The NFL and the NFL Referees Associating reached a seven-year collective bargaining agreement, the league announced Saturday morning. The agreement, that will run through May 31, 2026, was unanimously approved by the NFLRA Board of Directors and ratified by a vote of NFLRA membership. The previous deal was set to expire in May of 2020.
“This agreement solidifies the working partnership between the league and officials toward the common goal of developing and training the best officials in the world,” NFL executive vice president of football operations Troy Vincent said in a statement. “We will continue working together to provide fans, players and coaches with officiating performance that meets the highest standards demanded by the game.”
“It was a mutual and cooperative effort that took over a year and a half, and the outcome is seven years of certainty for the league and our officials,” added NFLRA executive director Scott Green. “We appreciate Troy Vincent and his staff for recognizing that working together to find solutions is the best course of action to reach a long-term agreement.”
NFLRA president Tony Steratore, who is in the midst of his 20th season as an NFL official, also discussed the significance of the new agreement.

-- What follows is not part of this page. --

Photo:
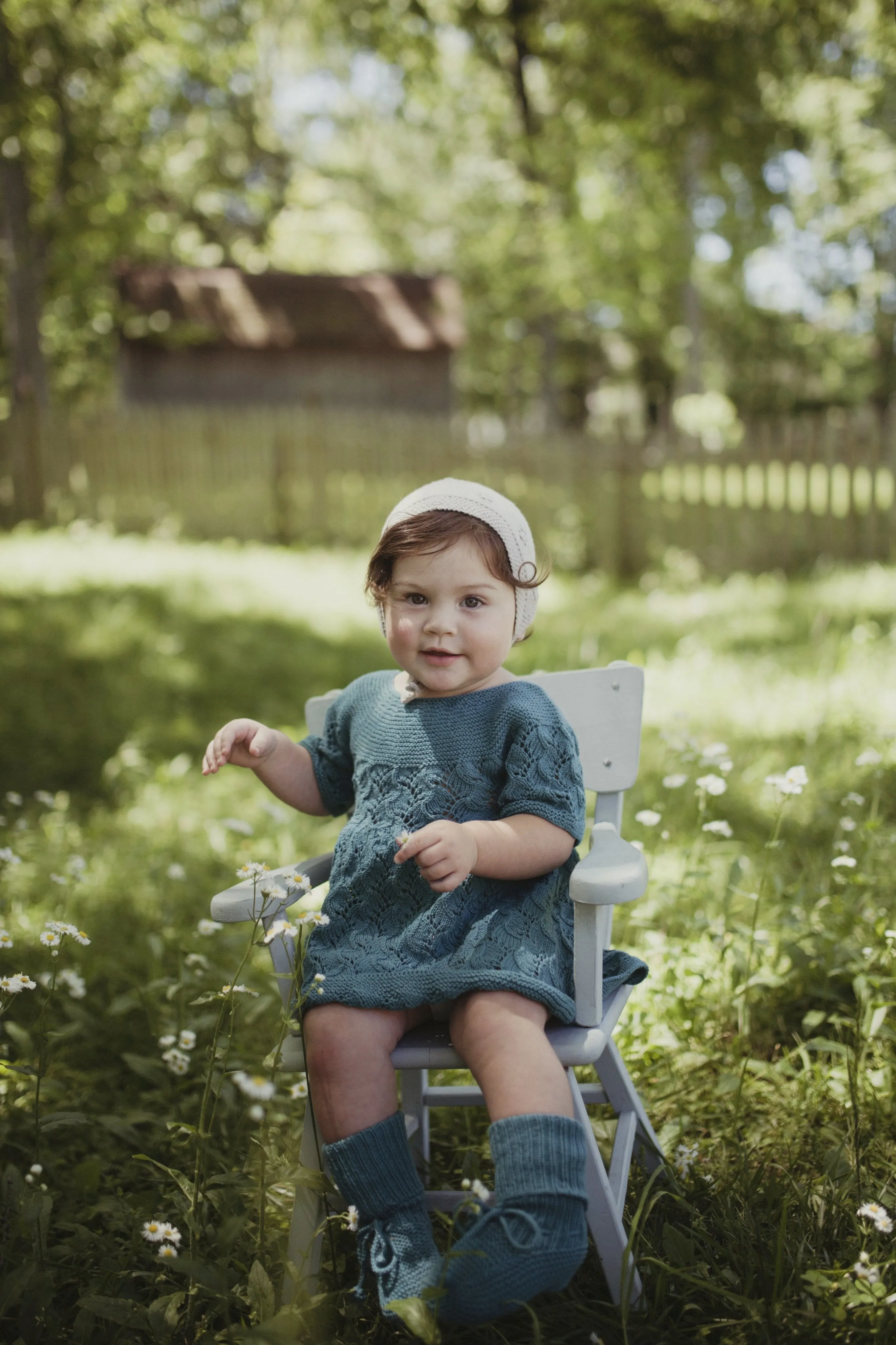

The NFL-NFLRA CBA, according to the league’s operations page, covers “compensation and benefits issues and emphasizes efforts to train and develop world-class officials.”
“We see this new CBA as a partnership with the league that benefits our membership but also seeks to make our game better,” Steratore. “We all must keep pace with the speed and skill of the players, not to mention the increased use of technology. It is good to get these negotiations behind us.”